The French Ambassador to the United Nations, Nicolas de Rivière, affirmed Paris’ full support for ECOWAS’ sanctions because Malian authorities did not respect ECOWAS demands and obligations in terms of a speedy return to the democratic process.
French anger in this context is understandable. It saw the Malian demonstrations and a hostile military that France did not expect and did not want. France fought against such a change in power for decades by passing whoever it deemed to be at its mercy into power, while suppressing and oppressing peoples with a tyrannical, dictatorial rule that hardly allows their voices to be heard.
However, Mali expelled the French ambassador on January 31, giving them 72 hours to leave the country.
As for Russia, it demanded an understanding of the position of the Malian authorities. The Assistant Russian Ambassador to the United Nations, Dmitry Polyansky, called during a meeting of the UN Security Council devoted to West Africa and the Sahel region, to show the necessary respect for the Republic of Mali and its efforts aimed at restoring order in the country, calling for an understanding of the difficulties they face. Without the return of the state’s authority to many regions of the country, it will not be possible to take into account the credibility of the election results, according to Russia.
The Russian position, consistent with the vision of the military government in Mali, rebuffs the Western presence that has begun to recede from Mali.
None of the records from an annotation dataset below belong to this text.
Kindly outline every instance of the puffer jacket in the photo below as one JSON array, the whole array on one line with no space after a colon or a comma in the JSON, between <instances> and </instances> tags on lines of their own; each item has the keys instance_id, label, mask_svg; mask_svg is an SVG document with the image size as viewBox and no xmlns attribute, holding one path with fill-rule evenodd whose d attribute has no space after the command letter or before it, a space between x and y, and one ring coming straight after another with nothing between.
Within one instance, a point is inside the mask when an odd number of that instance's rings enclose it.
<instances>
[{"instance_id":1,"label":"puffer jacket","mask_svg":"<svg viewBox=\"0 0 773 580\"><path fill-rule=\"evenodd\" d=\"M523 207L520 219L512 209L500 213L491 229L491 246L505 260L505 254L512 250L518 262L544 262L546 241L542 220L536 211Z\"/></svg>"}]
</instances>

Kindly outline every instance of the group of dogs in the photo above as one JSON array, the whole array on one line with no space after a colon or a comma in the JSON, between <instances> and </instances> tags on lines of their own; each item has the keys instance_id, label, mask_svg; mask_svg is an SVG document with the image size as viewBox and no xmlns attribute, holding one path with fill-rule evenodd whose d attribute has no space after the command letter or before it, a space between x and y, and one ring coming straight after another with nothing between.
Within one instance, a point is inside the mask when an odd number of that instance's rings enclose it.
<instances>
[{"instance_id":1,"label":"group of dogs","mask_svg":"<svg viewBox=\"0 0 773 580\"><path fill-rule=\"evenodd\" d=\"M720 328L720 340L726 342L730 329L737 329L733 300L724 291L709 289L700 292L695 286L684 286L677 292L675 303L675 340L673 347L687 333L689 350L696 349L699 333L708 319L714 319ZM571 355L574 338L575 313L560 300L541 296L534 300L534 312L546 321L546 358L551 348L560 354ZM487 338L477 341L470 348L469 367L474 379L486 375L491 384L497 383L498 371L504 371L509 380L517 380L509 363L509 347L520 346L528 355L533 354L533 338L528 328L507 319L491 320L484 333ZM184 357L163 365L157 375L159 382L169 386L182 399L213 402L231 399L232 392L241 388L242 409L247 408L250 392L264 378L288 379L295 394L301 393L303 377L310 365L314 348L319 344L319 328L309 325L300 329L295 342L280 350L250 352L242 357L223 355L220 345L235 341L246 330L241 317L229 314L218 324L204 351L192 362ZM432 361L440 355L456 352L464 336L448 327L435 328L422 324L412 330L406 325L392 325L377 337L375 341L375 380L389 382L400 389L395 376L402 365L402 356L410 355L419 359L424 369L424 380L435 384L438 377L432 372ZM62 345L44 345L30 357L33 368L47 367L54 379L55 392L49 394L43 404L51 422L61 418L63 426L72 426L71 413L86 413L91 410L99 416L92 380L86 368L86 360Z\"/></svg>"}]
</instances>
It is a prelude to the expected Russian presence, whether in the form of security companies (Wagner) or direct support by Russian military forces.
These popular demonstrations may constitute the beginning of a real departure for the French colonialist and a decline in its role in West Africa. It may form the nucleus of a popular legitimacy that would constitute a lever for stable rule in the coming days.
Kribsoo Diallo is a Cairo-based Pan-Africanist researcher in political science related to African affairs. He has written for many African magazines and newspapers. Diallo has contributed to translated editions of papers and articles in Arabic and English for several research centers within the African continent.